Prompt to deployed app in 30 seconds
The headline feature: type 'build a habit tracker with daily streaks and a calendar view,' and GPT IDE generates a full React app with localStorage persistence, a streak counter, and a date picker. It previews the app in a side panel, and with one click deploys to a public URL via WebContainers. Total time: 30 seconds from prompt to live URL. For prototyping, this is faster than anything else. For production, the generated code is a starting point, not a final product. The state management is naive (no React Query, no Zustand), the error handling is minimal, and there is no authentication. You will rewrite 50% of it before shipping.
ChatGPT integration: what makes it different from Cursor
In Cursor, you press Cmd+K to open an AI prompt. In GPT IDE, the chat panel is always open on the right side. You type naturally, and the AI edits the code in real time. The chat has access to the full file tree, so you can say 'refactor the auth logic in login.ts to use JWT instead of sessions' and it finds the file, understands the current implementation, and rewrites it. This context awareness is better than Cursor's inline chat but worse than Claude Code's terminal agent because GPT IDE cannot run terminal commands. For pure code editing, GPT IDE is competitive. For full-stack development that needs terminal access (git, npm, docker), Cursor or Claude Code are still necessary.
The good: deployment, templates, and the ecosystem moat
GPT IDE comes with 50+ starter templates: Next.js blog, FastAPI backend, Streamlit dashboard, React Native mobile app. Pick a template, describe your changes, and the AI customizes it. The WebContainer deployment is genuinely impressive: it runs Node.js, Python, and SQLite in the browser, so your app actually works before you deploy. For hackathons, client demos, and teaching, this is a game changer. No more 'it works on my machine' because the entire environment is sandboxed in the browser. For team collaboration, share a template link and your teammate gets the exact same environment.
The bad: no local files, no terminal, no git
GPT IDE runs entirely in the browser. You cannot open your local project folder. You cannot run `git status` or `npm install some-obscure-package`. The WebContainer has most npm packages but not all. When I tried to install `puppeteer` for a scraping tool, the WebContainer blocked it because it needs a headless browser. This is a hard ceiling: GPT IDE is for greenfield projects that fit within WebContainers' sandbox. For existing codebases, especially those with complex build pipelines, Cursor or VS Code are the only options. OpenAI says local file system access is 'on the roadmap' but no timeline.

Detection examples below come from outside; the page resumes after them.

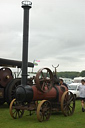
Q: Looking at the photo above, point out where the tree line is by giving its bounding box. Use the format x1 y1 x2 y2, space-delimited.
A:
53 70 85 79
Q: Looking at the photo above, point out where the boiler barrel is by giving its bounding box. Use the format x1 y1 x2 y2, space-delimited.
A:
16 85 67 102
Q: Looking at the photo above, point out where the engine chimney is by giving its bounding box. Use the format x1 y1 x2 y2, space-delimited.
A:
21 1 32 85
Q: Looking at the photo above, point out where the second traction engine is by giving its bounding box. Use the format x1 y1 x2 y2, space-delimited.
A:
10 68 75 122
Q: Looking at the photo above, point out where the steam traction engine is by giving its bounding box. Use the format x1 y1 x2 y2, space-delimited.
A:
10 68 75 121
10 1 75 121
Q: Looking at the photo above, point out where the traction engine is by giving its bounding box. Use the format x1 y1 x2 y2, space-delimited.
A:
10 68 75 122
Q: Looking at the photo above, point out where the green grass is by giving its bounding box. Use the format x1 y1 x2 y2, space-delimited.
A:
0 100 85 128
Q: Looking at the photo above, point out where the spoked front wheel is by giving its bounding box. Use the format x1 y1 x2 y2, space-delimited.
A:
61 91 75 116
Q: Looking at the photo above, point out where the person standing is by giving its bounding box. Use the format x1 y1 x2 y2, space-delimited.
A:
79 79 85 112
59 79 68 88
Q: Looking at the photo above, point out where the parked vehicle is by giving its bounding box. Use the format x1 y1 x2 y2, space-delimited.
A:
68 83 81 98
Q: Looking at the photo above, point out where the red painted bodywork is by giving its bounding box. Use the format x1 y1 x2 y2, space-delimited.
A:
32 85 68 102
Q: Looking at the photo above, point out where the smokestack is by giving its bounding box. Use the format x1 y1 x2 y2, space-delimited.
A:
21 1 32 85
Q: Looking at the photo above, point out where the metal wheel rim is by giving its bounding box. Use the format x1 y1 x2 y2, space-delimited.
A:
9 99 24 119
61 91 75 116
37 100 51 122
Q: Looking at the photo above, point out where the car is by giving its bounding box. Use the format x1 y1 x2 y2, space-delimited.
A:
68 83 81 99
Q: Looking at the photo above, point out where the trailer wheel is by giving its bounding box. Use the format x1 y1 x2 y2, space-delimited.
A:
6 79 21 104
9 99 24 119
37 100 51 122
61 91 75 116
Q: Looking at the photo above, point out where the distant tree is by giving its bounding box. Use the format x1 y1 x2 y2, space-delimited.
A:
80 70 85 77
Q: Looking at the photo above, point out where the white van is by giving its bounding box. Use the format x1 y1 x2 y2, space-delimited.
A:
68 83 81 98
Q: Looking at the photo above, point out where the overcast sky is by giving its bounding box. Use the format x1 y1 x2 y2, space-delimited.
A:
0 0 85 71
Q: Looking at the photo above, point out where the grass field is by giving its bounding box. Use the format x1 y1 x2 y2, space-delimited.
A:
0 100 85 128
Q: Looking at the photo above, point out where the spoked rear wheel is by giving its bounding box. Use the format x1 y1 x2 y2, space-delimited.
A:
10 99 24 119
61 91 75 116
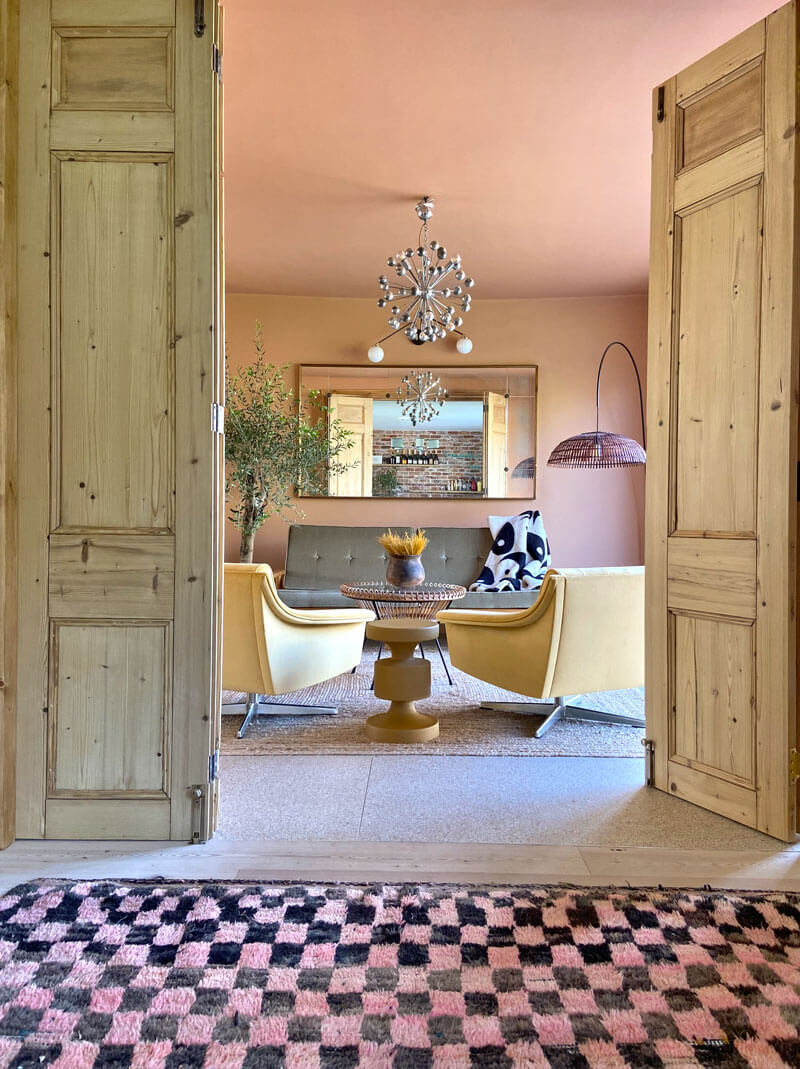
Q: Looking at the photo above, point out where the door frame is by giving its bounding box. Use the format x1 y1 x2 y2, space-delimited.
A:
0 0 19 850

GPT IDE vs Cursor vs Claude Code: the 2026 landscape
GPT IDE: best for prototyping and greenfield projects, 30-second deploy, no local files. Cursor: best for daily coding, local files, terminal, best autocomplete. Claude Code: best for complex multi-file refactors and terminal-based workflows. My setup: GPT IDE for prototyping new ideas, Cursor for daily coding, Claude Code for architecture-level changes. If OpenAI adds local file system access and terminal support, GPT IDE could replace Cursor for many developers. Today, it is a complement, not a replacement.